The Story of William of Orange

  • Ottokar Schup (著), George Upton (翻訳)
  • ページ数: 75p
  • 発行年月: 1906年

読書メモ

述べ2時間程度で読める短いバージョン。もともとドイツ語のものを英語に訳したからというのもあり、非常に平易な表現で読みやすいです。ウィレム一世の生涯を簡単に知るにはとても良い本。 …といいたかったのですが、いかんせんバランスが悪いかな…。半分読み進めたところでようやくアルバ公が登場し、ウィレムの若い頃に重点が置かれすぎているきらいがあります。当然、ウィレムは「反乱」以前の若い頃は、一介の貴族に過ぎず、前半部はウィレムの伝記というより、当時の時代情勢とフェリペ二世について書かれているといっていいと思います。

個人的には1572年以降、オランダ帰国後のウィレムの政治的なやりとりがウィレムの伝記の肝と思っているのですが、ローティーン向けということもあってか、そこがいちばん流されてしまっている気がします。

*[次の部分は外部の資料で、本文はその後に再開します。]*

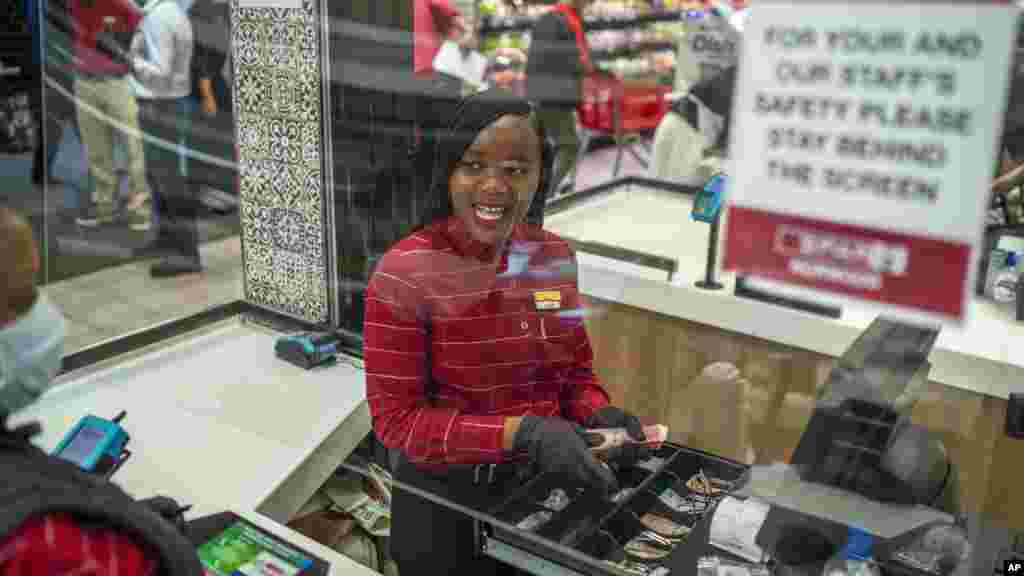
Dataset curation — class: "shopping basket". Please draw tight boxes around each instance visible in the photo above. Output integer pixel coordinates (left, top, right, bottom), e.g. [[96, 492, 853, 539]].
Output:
[[572, 75, 672, 188]]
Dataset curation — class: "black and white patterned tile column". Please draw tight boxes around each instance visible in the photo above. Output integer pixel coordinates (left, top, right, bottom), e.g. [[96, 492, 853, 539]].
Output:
[[231, 0, 329, 323]]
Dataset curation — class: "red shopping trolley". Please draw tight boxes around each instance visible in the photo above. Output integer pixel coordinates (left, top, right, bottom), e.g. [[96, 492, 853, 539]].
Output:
[[571, 75, 672, 188]]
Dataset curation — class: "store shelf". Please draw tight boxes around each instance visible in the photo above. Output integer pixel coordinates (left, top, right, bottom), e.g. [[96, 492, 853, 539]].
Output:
[[480, 10, 686, 36], [590, 41, 676, 60]]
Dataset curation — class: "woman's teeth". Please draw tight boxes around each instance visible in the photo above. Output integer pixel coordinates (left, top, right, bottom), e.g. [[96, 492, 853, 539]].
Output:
[[476, 204, 505, 220]]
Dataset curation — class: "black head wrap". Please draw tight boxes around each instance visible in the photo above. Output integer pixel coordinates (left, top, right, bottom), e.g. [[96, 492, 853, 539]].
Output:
[[417, 88, 552, 228]]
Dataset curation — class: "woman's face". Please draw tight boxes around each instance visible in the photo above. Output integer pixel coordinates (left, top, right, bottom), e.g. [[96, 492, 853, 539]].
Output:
[[449, 115, 541, 245]]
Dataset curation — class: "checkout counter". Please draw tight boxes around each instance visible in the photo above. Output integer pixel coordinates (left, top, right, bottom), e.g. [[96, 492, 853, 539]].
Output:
[[333, 319, 1020, 576], [10, 314, 376, 576]]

逆に最後の暗殺前後のシーンについてはやや長めに取ってありますね。 それでも概説としては申し分ありません。

そして実はこの本のいちばんおススメできる部分は、『ユトレヒト同盟』や、ウィレムの『弁明』について、適度な分量で要約してあること。この部分だけ日本語に訳出しておくと使えます。

The Netherlands

  • Mary Macgregor (著)
  • ページ数: 261p
  • 発行年月: 1907年

読書メモ

かなりざっくりしたタイトルながら、いちおうこれもウィレム一世の伝記。伝記というより、ウィレムを主体としてみた反乱史、といったほうがいいかも。そういった意味では、オランダとウィレムを同一視したようなこのタイトルも有りかもしれません。

反乱史が、1555年のカール五世の退位から始まるのは通例ともいえますが、割とここから偶像破壊運動の始まるまでの10年間は端折られてしまう感があります。この本では、エグモント伯やコリニー提督の活躍したサン=カンタンの戦いをけっこう長々と書いていたり、意外と序盤にも重点が置かれています。

冒頭に中高生向けと書きましたが、ボリューム自体は相当あります。序盤もそうですが、各戦闘の趨勢の描写が細かかったり、エピソードが細部まで詳しいぶん情報量が多く、流し読みできないので、読み進むのに時間がかかります。そしてやはり「The Story」同様、事実の羅列が中心となるため人物たちの思想や行動原理については弱く、いわゆる「論じる」箇所もほとんどありません。(その辺がハイティーン向けである所以なんでしょうね)。

逆に、この長さにさえ耐えられれば、ウエッジウッド以上に詳細がつかめます。